Reprinted with permission from Alternet.
Defense Secretary Mark Esper on Monday completely undercut President Donald Trump’s advocacy of war crimes, telling CNN that the administration “will follow the laws of armed conflict.”
Trump had raised the prospect of violating these laws over the weekend, saying on Twitter: ‘Let this serve as a WARNING that if Iran strikes any Americans, or American assets, we have targeted 52 Iranian sites (representing the 52 American hostages taken by Iran many years ago), some at a very high level & important to Iran & the Iranian culture, and those targets, and Iran itself, WILL BE HIT VERY FAST AND VERY HARD.”
As many people pointed out, this is a clear violation of the Geneva Convention, which prohibits “any acts of hostility directed against the historic monuments, works of art or places of worship which constitute the cultural or spiritual heritage of peoples.” Others pointed out that Trump’s threat could violate other laws of war, such as the requirement that attacks be proportionate.
CNN pressed Esper on whether his comments meant that the military wouldn’t target cultural sites under his watch, he said: “That’s the laws of armed conflict.”
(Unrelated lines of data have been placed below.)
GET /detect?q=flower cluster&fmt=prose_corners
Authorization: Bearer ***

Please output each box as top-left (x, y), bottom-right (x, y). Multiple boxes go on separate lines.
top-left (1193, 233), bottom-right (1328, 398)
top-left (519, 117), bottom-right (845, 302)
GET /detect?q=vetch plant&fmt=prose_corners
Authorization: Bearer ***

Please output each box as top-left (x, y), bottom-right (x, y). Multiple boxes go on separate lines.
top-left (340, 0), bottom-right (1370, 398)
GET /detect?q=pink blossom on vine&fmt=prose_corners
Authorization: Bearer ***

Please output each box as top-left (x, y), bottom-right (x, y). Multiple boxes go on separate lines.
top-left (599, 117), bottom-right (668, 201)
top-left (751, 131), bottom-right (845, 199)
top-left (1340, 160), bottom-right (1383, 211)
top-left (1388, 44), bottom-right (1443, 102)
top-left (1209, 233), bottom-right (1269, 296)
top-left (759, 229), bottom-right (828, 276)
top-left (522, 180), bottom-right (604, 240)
When Secretary of State Mike Pompeo was asked about Trump’s war crimes threat on Sunday, he took the more dishonest strategy of flatly denying the plain truth, saying: “President Trump didn’t say he’d go after a cultural site — read what he said.” Of course, that’s exactly what Trump said.
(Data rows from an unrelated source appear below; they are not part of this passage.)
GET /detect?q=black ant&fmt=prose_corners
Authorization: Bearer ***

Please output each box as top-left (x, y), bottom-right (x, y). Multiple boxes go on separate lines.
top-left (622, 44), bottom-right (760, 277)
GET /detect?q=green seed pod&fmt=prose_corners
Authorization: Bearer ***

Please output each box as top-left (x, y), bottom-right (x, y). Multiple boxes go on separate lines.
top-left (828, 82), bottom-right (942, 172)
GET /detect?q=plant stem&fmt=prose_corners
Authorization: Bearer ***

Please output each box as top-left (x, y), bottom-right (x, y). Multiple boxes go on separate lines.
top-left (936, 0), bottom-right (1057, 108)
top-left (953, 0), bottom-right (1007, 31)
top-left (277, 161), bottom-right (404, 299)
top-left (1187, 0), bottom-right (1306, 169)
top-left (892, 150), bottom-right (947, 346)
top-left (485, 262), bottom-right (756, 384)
Trump refused to back down on Sunday from his threat in comments to pool reporters, undercutting Pompeo even further, saying: “They’re allowed to kill our people, they’re allowed to torture and maim our people, they’re allowed to use roadside bombs and blow up our people, and we’re not allowed to touch their cultural sites? It doesn’t work that way.”
IMAGE: Defense Secretary Mark Esper, to the right of President Donald Trump at cabinet meeting.